Programmer's Log

Thursday, September 28, 2006


Adapt to "constant" changes


Technology is changing every day, we have to update ourselves constantly to keep up with the pace. In 2002, our software was implemented with ASP and SQL 2000 and now we are replacing the old software with ASP.NET 2.0 and SQL 2005. Next year, we may change to something else ... who knows ... It is not only just the technology changes but also customers' requirements also change day by day. Today the requirement will be a square; but tomorrow, the square may turn into an oval. The businesses are changing, the requirements must be changed as well. To cope with new demands, new technology will be employed, and new ways of doing things will be used. Putting everything together creates a cirle. That cirle creates an indefinitely flow for those who choose to be in this technology industry.

Last night, I brought up new features to our Admin 2 website as well. I also found couple of bugs, bugs in the new features and also bugs in one of the old features.

  • Special character in the team name, my javascript will return an error when this team name occurs

  • Back functions of the live delete trace is not working



These were rare errors that's why our operators could not pick them up.

Today we start implementing the Company Admin website after a series of delay due to something called "PROCESS". The management wanted "PROCESS" and "PROCESS" reduced the productivities. "PROCESS" is necessary for any development firm; however, implementing it could not be done in a sort period of time. I have learnt a lots out of this process improvement period. For our company, heavy-weight process like CMMI is too much because our development team is pretty small. Light-weight process like Agile Development is more suitable to start with.

... first iteration is on the way ...

Monday, September 25, 2006


Weekends has become our days for tuning and monitoring for the performance of the whole system. Our database performance issues is always on top our our lists.
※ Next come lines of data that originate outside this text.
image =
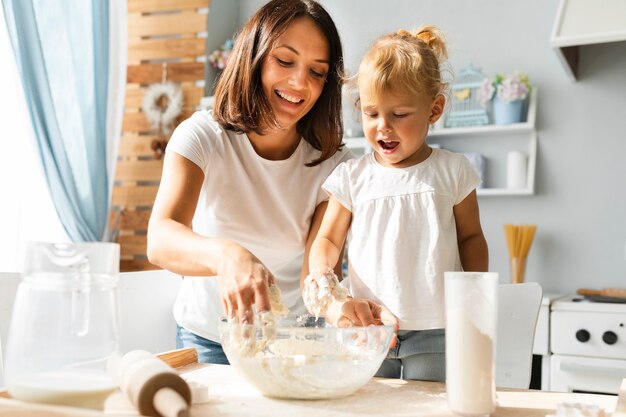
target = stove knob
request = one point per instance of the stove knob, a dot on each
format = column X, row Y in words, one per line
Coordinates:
column 583, row 335
column 609, row 337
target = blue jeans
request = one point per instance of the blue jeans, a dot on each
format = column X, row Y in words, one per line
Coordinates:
column 208, row 350
column 419, row 355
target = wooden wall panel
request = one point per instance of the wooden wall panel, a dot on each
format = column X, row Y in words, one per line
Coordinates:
column 152, row 73
column 165, row 48
column 159, row 31
column 150, row 6
column 191, row 97
column 186, row 22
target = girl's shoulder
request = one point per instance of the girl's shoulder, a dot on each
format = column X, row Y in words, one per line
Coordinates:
column 449, row 158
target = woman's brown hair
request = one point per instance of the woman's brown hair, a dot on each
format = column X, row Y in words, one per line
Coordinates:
column 241, row 104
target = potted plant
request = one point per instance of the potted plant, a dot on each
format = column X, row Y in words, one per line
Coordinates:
column 508, row 92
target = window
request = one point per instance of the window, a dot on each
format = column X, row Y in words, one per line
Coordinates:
column 26, row 209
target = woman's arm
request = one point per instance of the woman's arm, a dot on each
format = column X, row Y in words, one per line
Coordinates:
column 470, row 239
column 173, row 245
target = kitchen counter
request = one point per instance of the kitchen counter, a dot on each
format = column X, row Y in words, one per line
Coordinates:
column 231, row 396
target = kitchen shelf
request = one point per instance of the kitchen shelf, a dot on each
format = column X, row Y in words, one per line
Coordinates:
column 581, row 22
column 495, row 140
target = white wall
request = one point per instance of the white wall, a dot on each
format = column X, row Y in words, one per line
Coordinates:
column 580, row 201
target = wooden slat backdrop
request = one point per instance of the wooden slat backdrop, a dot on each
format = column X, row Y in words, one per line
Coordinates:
column 171, row 31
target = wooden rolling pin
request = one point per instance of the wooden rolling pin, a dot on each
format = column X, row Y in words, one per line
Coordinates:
column 153, row 387
column 605, row 292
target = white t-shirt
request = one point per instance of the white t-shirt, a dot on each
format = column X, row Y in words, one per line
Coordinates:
column 403, row 234
column 265, row 206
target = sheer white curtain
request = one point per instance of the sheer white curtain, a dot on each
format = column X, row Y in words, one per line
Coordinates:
column 26, row 210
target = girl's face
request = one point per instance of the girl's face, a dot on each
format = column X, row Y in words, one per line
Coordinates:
column 294, row 71
column 396, row 125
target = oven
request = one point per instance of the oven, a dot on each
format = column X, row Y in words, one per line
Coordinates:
column 588, row 344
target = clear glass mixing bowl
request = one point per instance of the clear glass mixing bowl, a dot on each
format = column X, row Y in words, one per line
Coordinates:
column 304, row 358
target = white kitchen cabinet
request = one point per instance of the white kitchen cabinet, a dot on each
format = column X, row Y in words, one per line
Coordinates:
column 582, row 23
column 494, row 142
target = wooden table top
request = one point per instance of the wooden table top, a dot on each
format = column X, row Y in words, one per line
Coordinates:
column 231, row 396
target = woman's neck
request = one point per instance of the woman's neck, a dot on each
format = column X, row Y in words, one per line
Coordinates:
column 275, row 145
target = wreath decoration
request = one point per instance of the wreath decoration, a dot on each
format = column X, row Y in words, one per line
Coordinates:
column 162, row 104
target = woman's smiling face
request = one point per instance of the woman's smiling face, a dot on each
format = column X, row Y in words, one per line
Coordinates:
column 294, row 71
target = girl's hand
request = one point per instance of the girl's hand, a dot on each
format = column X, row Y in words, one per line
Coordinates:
column 320, row 288
column 244, row 281
column 363, row 312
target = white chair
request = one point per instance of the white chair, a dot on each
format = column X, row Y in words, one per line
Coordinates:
column 518, row 309
column 146, row 319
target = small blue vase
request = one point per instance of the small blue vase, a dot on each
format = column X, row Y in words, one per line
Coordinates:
column 507, row 112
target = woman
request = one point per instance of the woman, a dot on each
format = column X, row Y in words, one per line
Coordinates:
column 240, row 199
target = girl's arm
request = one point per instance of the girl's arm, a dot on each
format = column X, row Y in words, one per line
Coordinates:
column 327, row 246
column 470, row 239
column 326, row 251
column 173, row 245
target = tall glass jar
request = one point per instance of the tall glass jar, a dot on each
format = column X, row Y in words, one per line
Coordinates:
column 471, row 323
column 64, row 327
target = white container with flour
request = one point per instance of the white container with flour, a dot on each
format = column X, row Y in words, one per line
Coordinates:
column 471, row 313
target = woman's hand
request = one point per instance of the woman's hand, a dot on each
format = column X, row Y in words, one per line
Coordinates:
column 362, row 312
column 244, row 281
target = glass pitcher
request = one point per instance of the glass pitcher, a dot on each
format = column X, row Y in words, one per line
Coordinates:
column 64, row 327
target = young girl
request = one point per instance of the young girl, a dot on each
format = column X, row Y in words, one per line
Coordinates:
column 410, row 211
column 240, row 199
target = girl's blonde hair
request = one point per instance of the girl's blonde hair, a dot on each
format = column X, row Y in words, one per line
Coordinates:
column 408, row 62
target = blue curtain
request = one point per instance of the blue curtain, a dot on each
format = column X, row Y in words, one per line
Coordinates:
column 61, row 49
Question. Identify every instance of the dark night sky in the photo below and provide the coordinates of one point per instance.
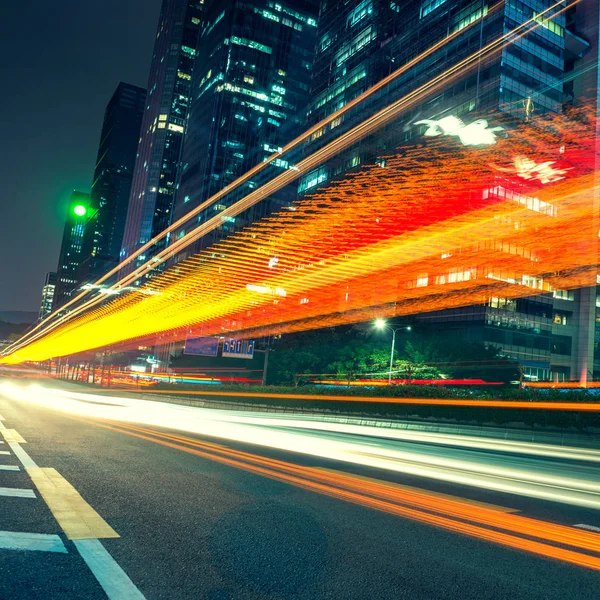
(59, 64)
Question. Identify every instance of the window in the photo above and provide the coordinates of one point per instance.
(561, 344)
(429, 6)
(251, 44)
(359, 13)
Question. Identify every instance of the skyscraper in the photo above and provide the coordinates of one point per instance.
(250, 91)
(155, 173)
(112, 181)
(47, 295)
(78, 218)
(360, 43)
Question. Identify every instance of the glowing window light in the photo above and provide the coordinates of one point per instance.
(476, 133)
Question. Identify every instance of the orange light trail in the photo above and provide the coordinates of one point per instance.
(512, 404)
(344, 141)
(360, 247)
(458, 516)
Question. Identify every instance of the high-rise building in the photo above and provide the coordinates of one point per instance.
(47, 295)
(167, 102)
(249, 96)
(79, 215)
(112, 181)
(360, 43)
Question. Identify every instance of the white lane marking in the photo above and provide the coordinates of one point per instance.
(25, 459)
(114, 581)
(588, 527)
(17, 493)
(12, 540)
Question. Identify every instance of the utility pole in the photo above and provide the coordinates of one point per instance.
(266, 362)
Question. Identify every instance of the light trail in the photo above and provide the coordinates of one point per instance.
(415, 456)
(320, 156)
(574, 485)
(490, 239)
(512, 404)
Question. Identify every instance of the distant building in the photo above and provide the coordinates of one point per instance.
(78, 218)
(112, 182)
(249, 95)
(48, 295)
(360, 43)
(168, 99)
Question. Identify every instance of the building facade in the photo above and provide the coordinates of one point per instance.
(111, 187)
(360, 43)
(71, 249)
(47, 295)
(167, 102)
(250, 91)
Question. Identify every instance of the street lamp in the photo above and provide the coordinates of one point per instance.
(382, 325)
(79, 210)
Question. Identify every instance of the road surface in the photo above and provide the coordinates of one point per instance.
(107, 496)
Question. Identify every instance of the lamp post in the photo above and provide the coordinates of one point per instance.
(382, 325)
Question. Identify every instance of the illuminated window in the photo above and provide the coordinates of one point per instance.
(251, 44)
(359, 13)
(429, 6)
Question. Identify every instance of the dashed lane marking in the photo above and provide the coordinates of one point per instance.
(114, 581)
(12, 435)
(12, 540)
(77, 518)
(588, 527)
(17, 493)
(80, 522)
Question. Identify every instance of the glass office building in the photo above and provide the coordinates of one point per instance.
(360, 43)
(249, 96)
(69, 260)
(47, 295)
(111, 187)
(167, 102)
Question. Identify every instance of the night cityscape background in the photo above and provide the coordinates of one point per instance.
(302, 297)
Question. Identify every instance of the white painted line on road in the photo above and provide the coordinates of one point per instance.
(588, 527)
(17, 493)
(114, 581)
(12, 540)
(12, 435)
(25, 459)
(76, 517)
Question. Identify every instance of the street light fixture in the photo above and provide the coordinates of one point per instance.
(79, 210)
(382, 325)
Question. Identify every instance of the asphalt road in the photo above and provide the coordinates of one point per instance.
(201, 516)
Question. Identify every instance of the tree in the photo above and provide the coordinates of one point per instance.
(462, 359)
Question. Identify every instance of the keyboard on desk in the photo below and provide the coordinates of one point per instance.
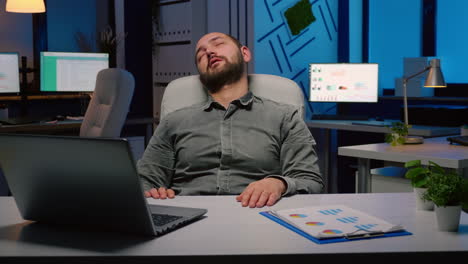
(20, 120)
(339, 117)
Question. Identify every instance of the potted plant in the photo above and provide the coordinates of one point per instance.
(449, 192)
(398, 135)
(419, 176)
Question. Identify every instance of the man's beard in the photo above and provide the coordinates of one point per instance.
(232, 72)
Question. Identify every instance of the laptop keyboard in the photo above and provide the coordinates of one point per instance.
(162, 219)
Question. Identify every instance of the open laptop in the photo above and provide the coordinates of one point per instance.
(91, 182)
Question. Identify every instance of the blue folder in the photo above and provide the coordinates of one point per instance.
(330, 240)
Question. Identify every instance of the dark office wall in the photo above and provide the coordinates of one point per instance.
(138, 54)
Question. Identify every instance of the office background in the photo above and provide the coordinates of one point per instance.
(160, 37)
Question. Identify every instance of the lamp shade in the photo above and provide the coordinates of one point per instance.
(435, 79)
(25, 6)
Last weekends wasn't an exception. We had done through a series of changes to improve our system. Costs and expensive lessons always accompanied with those changes. Expensive lessons were learnt, costs was paid under the expense of 3 hours downtime of our system on one of the most busy day of our business.

Saturday


Last week we implemented hardware load balancing. The load balancing worked like a charm. The hardware sent additional cookies in the URL and the response sent back to the firewall, based on the cookies it will send the requests to the correct server. Couple months back, we tried this method and we failed. Now with new hardware, it works so good. I won't have to do the software load balancing anymore for our Agent system.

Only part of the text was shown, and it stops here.